July 28, 2019

From Carmel to a Cave, part 1

Passage: 1 Kings 19:1-18

Life has its ups and downs, its mountain top experiences and its valley of the shadow of death experiences. People have their ups and downs, too. Elijah had experienced a great, miraculous victory on Mt. Carmel in his contest against the prophets of Baal. He had shown himself to be brave and bold. God had demonstrated undeniably who was the true and living God. Elijah had prayed and the rains had returned; the drought was over. Elijah had even out-run Ahab’s chariot from Mt. Carmel back to Jezreel. So everything was going well for Elijah.

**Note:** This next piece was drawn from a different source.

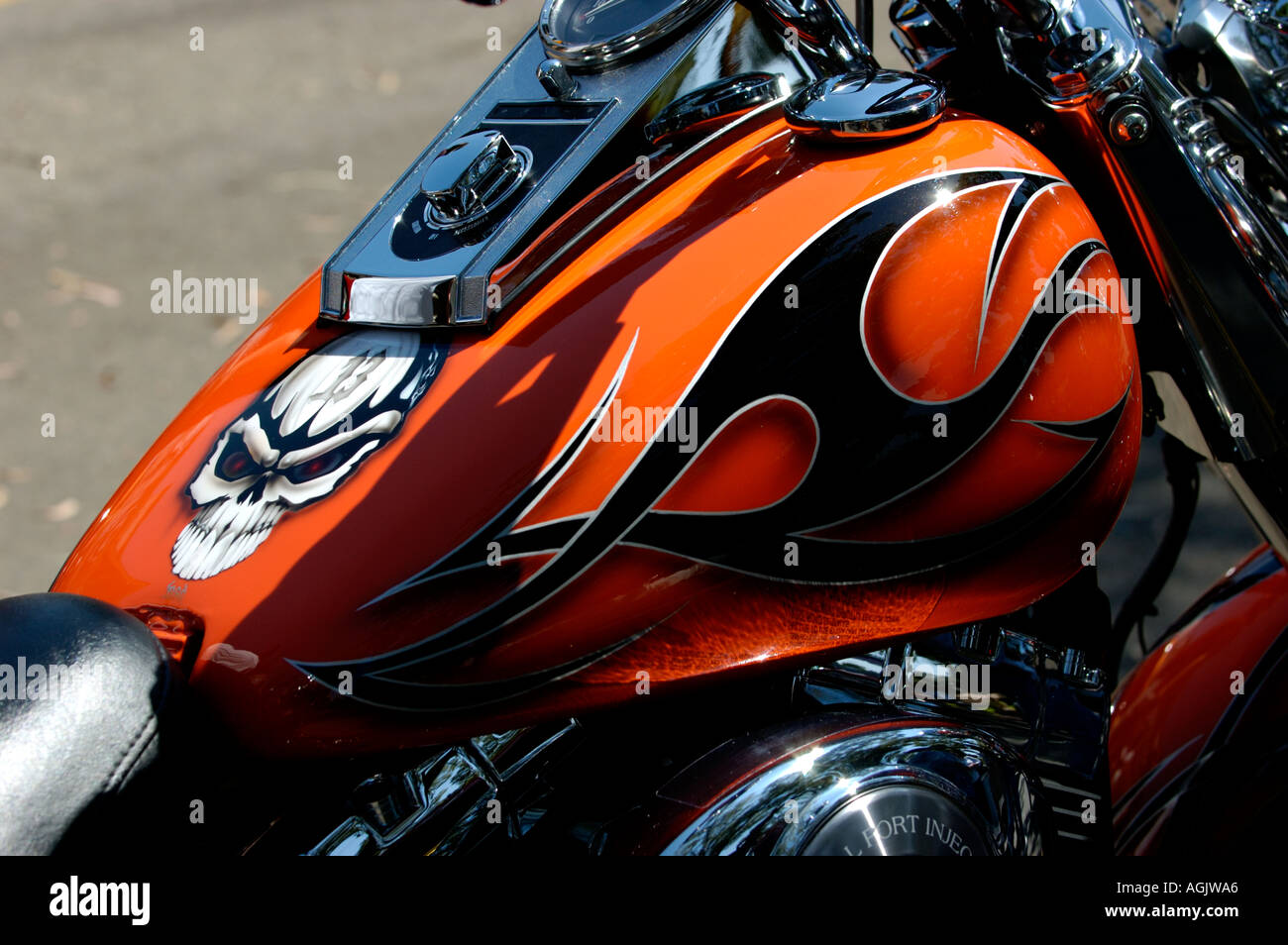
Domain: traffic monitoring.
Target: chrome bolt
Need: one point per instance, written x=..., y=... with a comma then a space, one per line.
x=555, y=80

But everything turned sour for him as soon as Jezebel heard what Elijah had done. Jezebel was not impressed with Elijah’s great victory over her prophets. Elijah’s great victory didn’t impress her one bit; it only made her angry. The great prophet Elijah didn’t intimidate her at all. As soon as she heard what had happened to her prophets, she sent Elijah a message saying that he’d be dead the next day.

Elijah’s response to Jezebel’s letter reveals him to be an ordinary person in many ways. Elijah is the great prophet of God. He’s seen God do many miracles. God listens to him when he prays. God empowers him to do remarkable things. The hand of the Lord is upon him. Yet when Jezebel threatens him, he crumbles, he folds, he quits and runs away. Elijah can stand alone against the King of Israel and 850 prophets of Baal, but he can’t stand up under the pressure of a nasty threat from one wicked woman. How can this be? Why does Elijah pay any attention to Jezebel? Why is he intimidated by her? Why does he run away?

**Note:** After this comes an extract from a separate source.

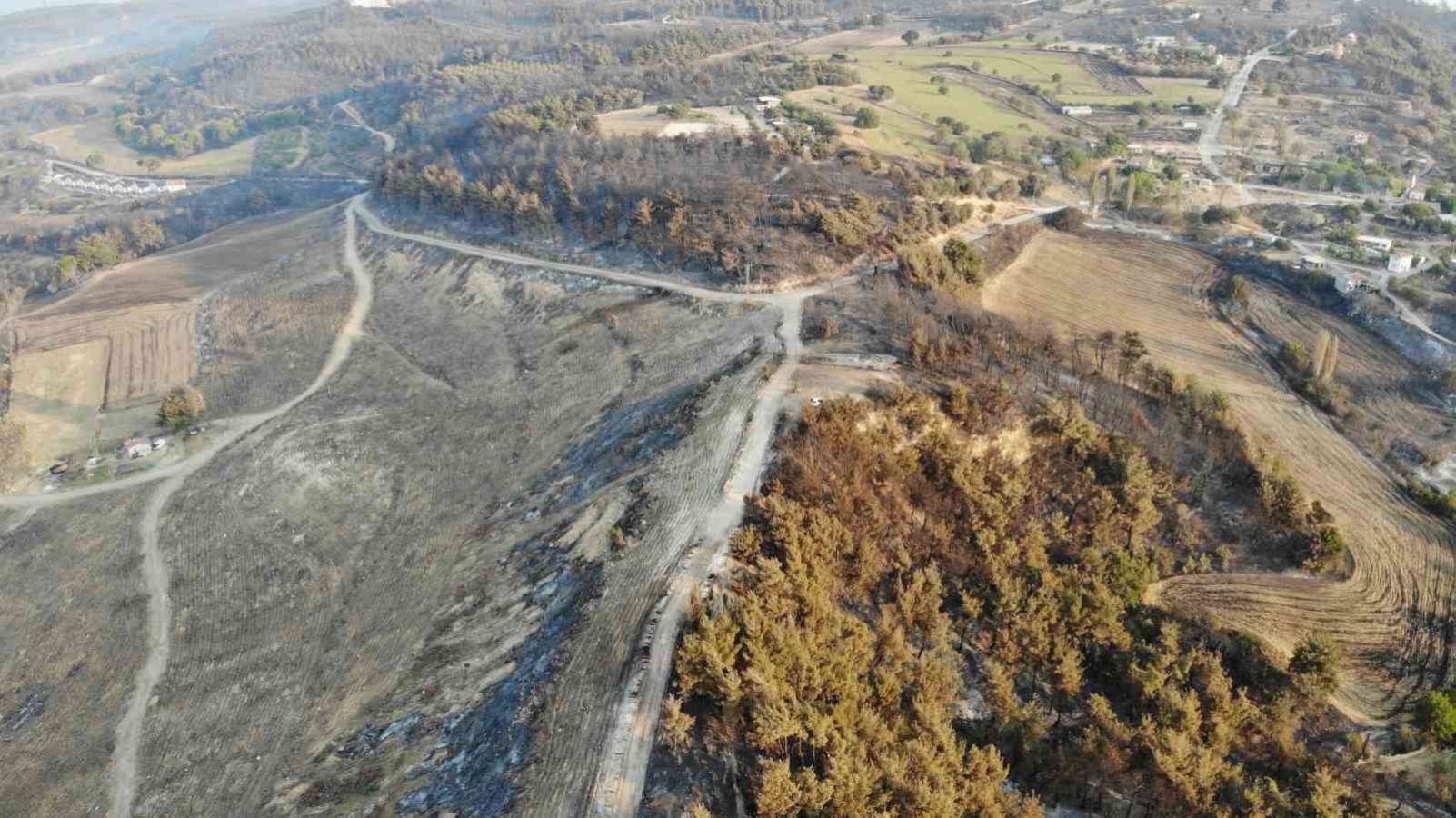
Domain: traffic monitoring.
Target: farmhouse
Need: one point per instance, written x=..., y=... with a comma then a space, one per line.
x=1349, y=283
x=1375, y=244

James tells us that Elijah was a man of like passions as we are. He had the same kind of strengths and weaknesses as we all do. For reasons we’ll consider today, he reached his breaking point and ran away.

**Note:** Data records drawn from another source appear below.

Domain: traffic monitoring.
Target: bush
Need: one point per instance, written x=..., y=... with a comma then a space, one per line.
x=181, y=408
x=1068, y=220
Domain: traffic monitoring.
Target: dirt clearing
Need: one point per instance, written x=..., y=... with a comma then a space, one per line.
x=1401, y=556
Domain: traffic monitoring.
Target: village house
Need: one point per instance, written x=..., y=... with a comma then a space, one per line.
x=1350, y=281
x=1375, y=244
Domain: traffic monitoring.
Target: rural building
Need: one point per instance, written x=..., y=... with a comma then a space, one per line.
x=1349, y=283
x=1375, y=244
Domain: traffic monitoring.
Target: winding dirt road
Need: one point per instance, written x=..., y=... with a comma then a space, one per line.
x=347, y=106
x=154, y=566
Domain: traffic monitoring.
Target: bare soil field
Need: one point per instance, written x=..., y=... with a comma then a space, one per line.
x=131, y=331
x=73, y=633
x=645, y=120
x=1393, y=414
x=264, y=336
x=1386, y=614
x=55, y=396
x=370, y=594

The Bible shows its characters in all their triumphs and tragedies, their good and bad, their successes and failures. Even the heroes of the faith have their weaknesses. We see Elijah at his best and at his worst as we pass from chapter 18 to chapter 19. It’s a strange and sudden transition from the heights to the depths. We see a man of faith transition into a man of fear.

We may have those same kinds of experiences and responses, too. After a major success may come a major defeat. After demonstrating personal strength, we may demonstrate personal weakness. Great faith succumbs to great fear. Boldness gives way to doubt. But there is usually a reason when that happens. If we make the kind of mistakes Elijah did, it could happen to us as well. Elijah was imperfect, and so are we. We need to learn from his mistakes and not repeat them ourselves.

Elijah exhibits all the signs of deep discouragement if not depression. At one point, he asks God to take his life. So he’s at a very low point. And at the bottom of that deep valley, God helps Elijah overcome this discouragement.